Propos recueillis par Virginie Jourdan

Jacques-François Marchandise est délégué général de la Fondation internet nouvelle génération, la Fing, co-initiateur du projet Reset « pour un nouvel internet »plus démocratique, sobre et de proximité. Il est aussi l’auteur de plusieurs études sur les fractures numériques. Pour lui, le numérique n'a pas fini de générer des inégalités.

 

La fracture numérique révèle les limites d'un accès universel au numérique. Est-ce la fin d'un rêve ?

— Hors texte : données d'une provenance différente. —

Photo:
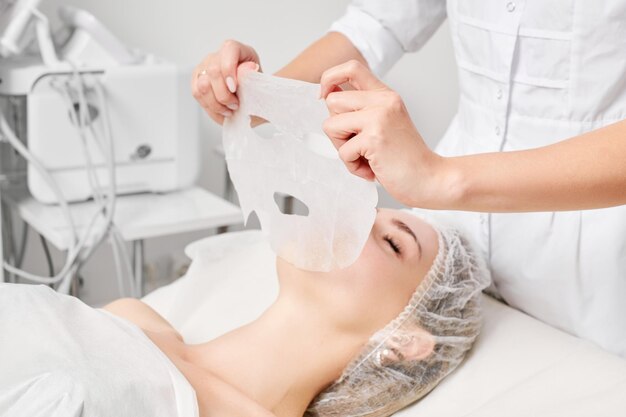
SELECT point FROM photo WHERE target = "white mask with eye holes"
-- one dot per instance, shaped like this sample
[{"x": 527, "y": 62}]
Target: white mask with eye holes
[{"x": 298, "y": 160}]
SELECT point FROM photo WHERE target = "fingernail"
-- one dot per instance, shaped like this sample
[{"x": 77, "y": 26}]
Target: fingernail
[{"x": 230, "y": 83}]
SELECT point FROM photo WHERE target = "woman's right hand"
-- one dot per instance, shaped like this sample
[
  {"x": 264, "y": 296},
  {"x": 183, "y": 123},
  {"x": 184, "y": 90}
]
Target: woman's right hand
[{"x": 214, "y": 82}]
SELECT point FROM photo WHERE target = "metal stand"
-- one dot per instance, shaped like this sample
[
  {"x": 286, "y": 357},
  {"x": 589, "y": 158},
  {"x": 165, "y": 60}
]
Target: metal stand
[
  {"x": 138, "y": 266},
  {"x": 1, "y": 238}
]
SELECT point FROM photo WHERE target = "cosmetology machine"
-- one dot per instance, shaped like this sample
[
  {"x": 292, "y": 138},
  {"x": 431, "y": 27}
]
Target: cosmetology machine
[
  {"x": 82, "y": 116},
  {"x": 150, "y": 118}
]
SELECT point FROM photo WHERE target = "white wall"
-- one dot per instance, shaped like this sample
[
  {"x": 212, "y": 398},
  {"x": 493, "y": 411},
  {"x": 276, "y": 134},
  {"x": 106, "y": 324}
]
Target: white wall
[{"x": 185, "y": 30}]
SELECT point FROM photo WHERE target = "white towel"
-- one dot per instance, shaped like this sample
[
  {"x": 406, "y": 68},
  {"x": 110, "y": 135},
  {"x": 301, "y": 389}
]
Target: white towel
[{"x": 59, "y": 357}]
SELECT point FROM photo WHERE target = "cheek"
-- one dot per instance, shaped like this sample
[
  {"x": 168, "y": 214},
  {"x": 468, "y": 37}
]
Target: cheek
[{"x": 374, "y": 270}]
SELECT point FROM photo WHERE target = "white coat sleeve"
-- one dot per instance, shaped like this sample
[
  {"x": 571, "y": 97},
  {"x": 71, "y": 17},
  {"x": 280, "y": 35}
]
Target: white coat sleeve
[{"x": 383, "y": 30}]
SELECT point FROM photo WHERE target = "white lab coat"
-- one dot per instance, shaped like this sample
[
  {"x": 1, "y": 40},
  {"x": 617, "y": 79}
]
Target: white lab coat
[{"x": 532, "y": 73}]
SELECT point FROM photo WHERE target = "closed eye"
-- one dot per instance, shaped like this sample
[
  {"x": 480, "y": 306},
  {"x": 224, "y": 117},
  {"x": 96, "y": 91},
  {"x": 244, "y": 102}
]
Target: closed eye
[{"x": 393, "y": 244}]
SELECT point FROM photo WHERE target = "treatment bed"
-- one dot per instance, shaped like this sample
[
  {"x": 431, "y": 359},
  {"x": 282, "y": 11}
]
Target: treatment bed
[{"x": 518, "y": 366}]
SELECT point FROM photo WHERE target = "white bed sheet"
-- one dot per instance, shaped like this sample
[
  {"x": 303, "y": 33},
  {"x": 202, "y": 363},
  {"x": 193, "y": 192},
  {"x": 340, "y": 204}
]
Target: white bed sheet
[{"x": 518, "y": 367}]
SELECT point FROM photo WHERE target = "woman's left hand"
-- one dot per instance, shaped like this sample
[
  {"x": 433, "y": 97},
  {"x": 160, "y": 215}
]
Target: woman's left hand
[{"x": 375, "y": 137}]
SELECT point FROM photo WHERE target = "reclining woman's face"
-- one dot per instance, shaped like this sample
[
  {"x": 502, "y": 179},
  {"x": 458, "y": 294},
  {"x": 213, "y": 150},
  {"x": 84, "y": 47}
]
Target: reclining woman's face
[{"x": 371, "y": 292}]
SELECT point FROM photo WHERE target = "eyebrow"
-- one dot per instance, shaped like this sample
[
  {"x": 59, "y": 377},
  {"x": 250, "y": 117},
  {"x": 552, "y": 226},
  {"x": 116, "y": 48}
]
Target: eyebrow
[{"x": 402, "y": 226}]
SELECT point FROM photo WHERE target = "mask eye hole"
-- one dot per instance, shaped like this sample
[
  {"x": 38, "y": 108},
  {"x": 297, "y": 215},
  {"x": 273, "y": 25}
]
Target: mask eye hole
[{"x": 290, "y": 205}]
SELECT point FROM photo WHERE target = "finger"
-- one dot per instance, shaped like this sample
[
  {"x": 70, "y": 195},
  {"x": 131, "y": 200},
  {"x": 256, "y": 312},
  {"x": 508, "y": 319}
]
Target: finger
[
  {"x": 342, "y": 127},
  {"x": 354, "y": 100},
  {"x": 353, "y": 155},
  {"x": 210, "y": 104},
  {"x": 218, "y": 118},
  {"x": 222, "y": 95},
  {"x": 232, "y": 54},
  {"x": 352, "y": 72}
]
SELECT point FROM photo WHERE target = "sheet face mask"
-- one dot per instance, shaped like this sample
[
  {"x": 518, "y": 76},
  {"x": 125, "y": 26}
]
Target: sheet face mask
[{"x": 296, "y": 161}]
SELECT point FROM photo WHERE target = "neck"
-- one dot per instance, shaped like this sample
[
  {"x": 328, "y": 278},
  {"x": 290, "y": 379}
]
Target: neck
[{"x": 297, "y": 347}]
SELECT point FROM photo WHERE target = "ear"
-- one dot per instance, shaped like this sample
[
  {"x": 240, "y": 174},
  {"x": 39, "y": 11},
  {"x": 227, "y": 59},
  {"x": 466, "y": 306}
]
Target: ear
[{"x": 412, "y": 345}]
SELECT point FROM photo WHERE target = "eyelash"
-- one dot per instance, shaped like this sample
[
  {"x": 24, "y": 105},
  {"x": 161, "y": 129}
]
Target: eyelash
[{"x": 396, "y": 248}]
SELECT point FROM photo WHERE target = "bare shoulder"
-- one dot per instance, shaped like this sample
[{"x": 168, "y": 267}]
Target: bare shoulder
[{"x": 142, "y": 315}]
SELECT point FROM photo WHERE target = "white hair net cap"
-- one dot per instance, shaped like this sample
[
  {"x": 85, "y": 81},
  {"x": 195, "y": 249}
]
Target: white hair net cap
[{"x": 445, "y": 308}]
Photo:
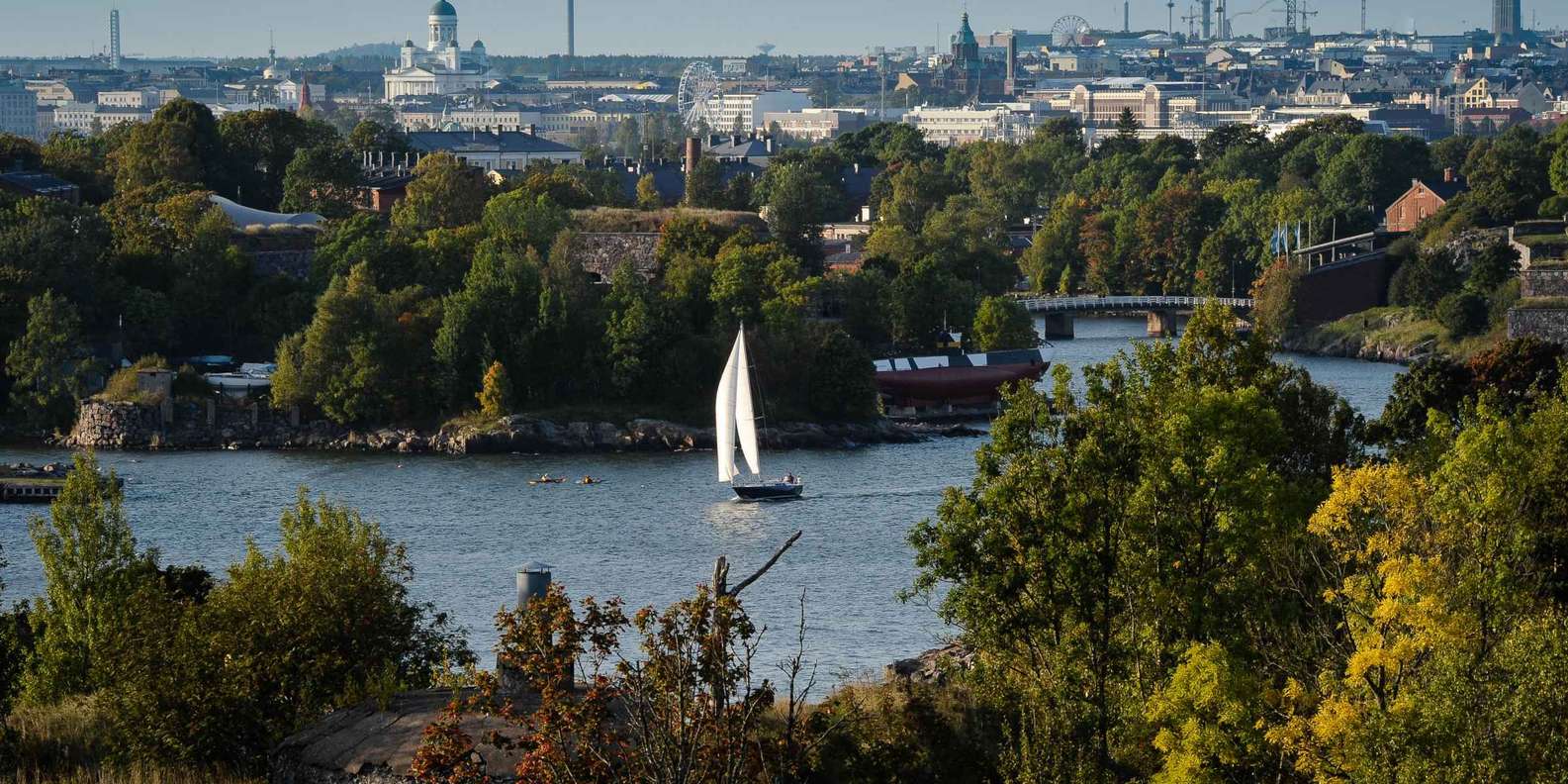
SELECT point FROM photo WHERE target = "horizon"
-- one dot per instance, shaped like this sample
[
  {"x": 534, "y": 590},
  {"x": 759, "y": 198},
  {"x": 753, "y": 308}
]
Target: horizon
[{"x": 69, "y": 29}]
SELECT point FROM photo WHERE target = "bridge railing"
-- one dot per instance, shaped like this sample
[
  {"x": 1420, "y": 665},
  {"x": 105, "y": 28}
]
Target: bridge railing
[{"x": 1061, "y": 305}]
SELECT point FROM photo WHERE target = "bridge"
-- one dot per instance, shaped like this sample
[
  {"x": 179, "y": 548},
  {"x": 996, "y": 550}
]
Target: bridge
[{"x": 1059, "y": 311}]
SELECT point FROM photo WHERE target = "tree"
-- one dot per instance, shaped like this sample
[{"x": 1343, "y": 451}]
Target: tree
[
  {"x": 260, "y": 147},
  {"x": 495, "y": 392},
  {"x": 648, "y": 196},
  {"x": 18, "y": 152},
  {"x": 444, "y": 195},
  {"x": 321, "y": 179},
  {"x": 366, "y": 354},
  {"x": 632, "y": 332},
  {"x": 1117, "y": 529},
  {"x": 1002, "y": 324},
  {"x": 704, "y": 184},
  {"x": 796, "y": 203},
  {"x": 47, "y": 362},
  {"x": 90, "y": 566}
]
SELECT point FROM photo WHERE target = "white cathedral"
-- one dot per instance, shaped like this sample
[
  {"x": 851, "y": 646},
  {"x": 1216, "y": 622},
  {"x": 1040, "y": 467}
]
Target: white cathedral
[{"x": 442, "y": 66}]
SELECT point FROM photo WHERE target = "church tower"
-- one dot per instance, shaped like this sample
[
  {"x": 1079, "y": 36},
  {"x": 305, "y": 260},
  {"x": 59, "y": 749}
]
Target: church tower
[{"x": 442, "y": 26}]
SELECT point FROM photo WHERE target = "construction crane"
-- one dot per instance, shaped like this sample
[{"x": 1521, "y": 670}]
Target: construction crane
[{"x": 1192, "y": 21}]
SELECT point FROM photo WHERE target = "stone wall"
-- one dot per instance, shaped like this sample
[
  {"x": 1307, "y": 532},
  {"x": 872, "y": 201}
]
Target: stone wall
[
  {"x": 604, "y": 252},
  {"x": 1543, "y": 282},
  {"x": 1546, "y": 324}
]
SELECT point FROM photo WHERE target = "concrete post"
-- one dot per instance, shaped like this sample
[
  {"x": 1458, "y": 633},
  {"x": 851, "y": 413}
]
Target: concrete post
[
  {"x": 1059, "y": 327},
  {"x": 1162, "y": 324}
]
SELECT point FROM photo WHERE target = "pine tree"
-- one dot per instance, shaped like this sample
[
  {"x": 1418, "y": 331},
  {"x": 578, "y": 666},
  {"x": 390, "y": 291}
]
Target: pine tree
[{"x": 496, "y": 392}]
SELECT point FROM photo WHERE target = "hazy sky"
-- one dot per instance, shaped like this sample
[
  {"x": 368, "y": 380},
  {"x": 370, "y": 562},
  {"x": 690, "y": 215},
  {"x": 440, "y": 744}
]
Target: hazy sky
[{"x": 676, "y": 27}]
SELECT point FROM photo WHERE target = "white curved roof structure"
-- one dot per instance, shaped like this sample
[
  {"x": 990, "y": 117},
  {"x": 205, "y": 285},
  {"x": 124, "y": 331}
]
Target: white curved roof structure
[{"x": 243, "y": 215}]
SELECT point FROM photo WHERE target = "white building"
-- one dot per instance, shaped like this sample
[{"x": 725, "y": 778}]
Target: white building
[
  {"x": 750, "y": 107},
  {"x": 131, "y": 98},
  {"x": 817, "y": 124},
  {"x": 442, "y": 67},
  {"x": 978, "y": 123},
  {"x": 18, "y": 110},
  {"x": 507, "y": 150}
]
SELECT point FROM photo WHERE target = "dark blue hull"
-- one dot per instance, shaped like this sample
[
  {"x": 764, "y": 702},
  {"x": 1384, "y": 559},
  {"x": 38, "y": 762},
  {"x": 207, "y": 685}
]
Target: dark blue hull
[{"x": 771, "y": 491}]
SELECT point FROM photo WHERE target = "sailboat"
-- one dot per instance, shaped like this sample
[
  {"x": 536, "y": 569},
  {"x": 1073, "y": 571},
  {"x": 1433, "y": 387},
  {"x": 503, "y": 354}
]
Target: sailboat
[{"x": 736, "y": 424}]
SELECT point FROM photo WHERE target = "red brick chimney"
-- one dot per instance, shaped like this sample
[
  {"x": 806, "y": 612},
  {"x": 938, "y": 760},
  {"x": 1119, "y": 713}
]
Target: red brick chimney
[{"x": 693, "y": 154}]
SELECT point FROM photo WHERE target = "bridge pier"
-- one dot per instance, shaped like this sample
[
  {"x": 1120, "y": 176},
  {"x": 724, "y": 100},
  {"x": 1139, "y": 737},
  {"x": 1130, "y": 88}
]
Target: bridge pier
[
  {"x": 1059, "y": 327},
  {"x": 1162, "y": 324}
]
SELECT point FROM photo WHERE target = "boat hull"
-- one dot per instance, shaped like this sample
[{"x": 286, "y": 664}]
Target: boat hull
[{"x": 771, "y": 491}]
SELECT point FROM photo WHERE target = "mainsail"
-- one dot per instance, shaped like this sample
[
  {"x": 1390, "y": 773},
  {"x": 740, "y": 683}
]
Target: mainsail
[
  {"x": 725, "y": 416},
  {"x": 734, "y": 416},
  {"x": 745, "y": 418}
]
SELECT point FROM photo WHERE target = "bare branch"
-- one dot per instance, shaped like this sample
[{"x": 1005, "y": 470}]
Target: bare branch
[{"x": 766, "y": 566}]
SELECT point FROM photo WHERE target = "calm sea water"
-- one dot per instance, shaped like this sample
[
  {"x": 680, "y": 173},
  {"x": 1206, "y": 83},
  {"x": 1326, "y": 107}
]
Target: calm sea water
[{"x": 648, "y": 535}]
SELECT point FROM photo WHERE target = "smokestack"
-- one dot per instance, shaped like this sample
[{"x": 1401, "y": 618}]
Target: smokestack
[
  {"x": 113, "y": 38},
  {"x": 1012, "y": 58}
]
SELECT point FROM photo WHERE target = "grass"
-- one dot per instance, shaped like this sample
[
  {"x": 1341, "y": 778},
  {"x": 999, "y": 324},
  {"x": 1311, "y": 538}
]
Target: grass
[
  {"x": 613, "y": 413},
  {"x": 66, "y": 743},
  {"x": 1399, "y": 327}
]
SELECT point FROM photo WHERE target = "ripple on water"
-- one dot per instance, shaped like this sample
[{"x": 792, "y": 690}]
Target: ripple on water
[{"x": 648, "y": 534}]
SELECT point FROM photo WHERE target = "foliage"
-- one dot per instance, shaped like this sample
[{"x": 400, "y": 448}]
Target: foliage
[
  {"x": 46, "y": 362},
  {"x": 496, "y": 391},
  {"x": 445, "y": 193},
  {"x": 1462, "y": 313},
  {"x": 1002, "y": 324},
  {"x": 1106, "y": 535},
  {"x": 90, "y": 566},
  {"x": 684, "y": 709}
]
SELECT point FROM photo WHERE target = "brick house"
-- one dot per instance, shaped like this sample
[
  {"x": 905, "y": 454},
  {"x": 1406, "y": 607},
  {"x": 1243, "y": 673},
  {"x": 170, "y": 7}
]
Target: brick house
[{"x": 1421, "y": 201}]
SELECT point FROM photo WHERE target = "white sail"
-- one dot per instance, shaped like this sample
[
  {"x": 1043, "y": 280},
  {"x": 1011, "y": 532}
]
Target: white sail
[
  {"x": 725, "y": 414},
  {"x": 745, "y": 418}
]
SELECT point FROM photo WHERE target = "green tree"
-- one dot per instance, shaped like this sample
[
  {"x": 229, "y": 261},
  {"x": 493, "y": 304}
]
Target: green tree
[
  {"x": 90, "y": 565},
  {"x": 1002, "y": 324},
  {"x": 704, "y": 184},
  {"x": 321, "y": 179},
  {"x": 445, "y": 193},
  {"x": 366, "y": 356},
  {"x": 47, "y": 362},
  {"x": 648, "y": 196},
  {"x": 496, "y": 392}
]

Demandons-nous plutôt où est la société civile numérique ? Il est temps de trouver un juste milieu entre ceux qui dénoncent les excès des réseaux et ceux qui prônent les pleins pouvoirs du numérique. Car dans les deux cas, la parole revient à celui qui parle le plus fort. Il est possible de fonder un Internet de proximité, basé sur la mutualisation des infrastructures. Un numérique plus sobre et choisi plutôt que subi.

La fracture numérique est révélatrice d'inégalités. N'est-elle pas non plus un accélérateur ?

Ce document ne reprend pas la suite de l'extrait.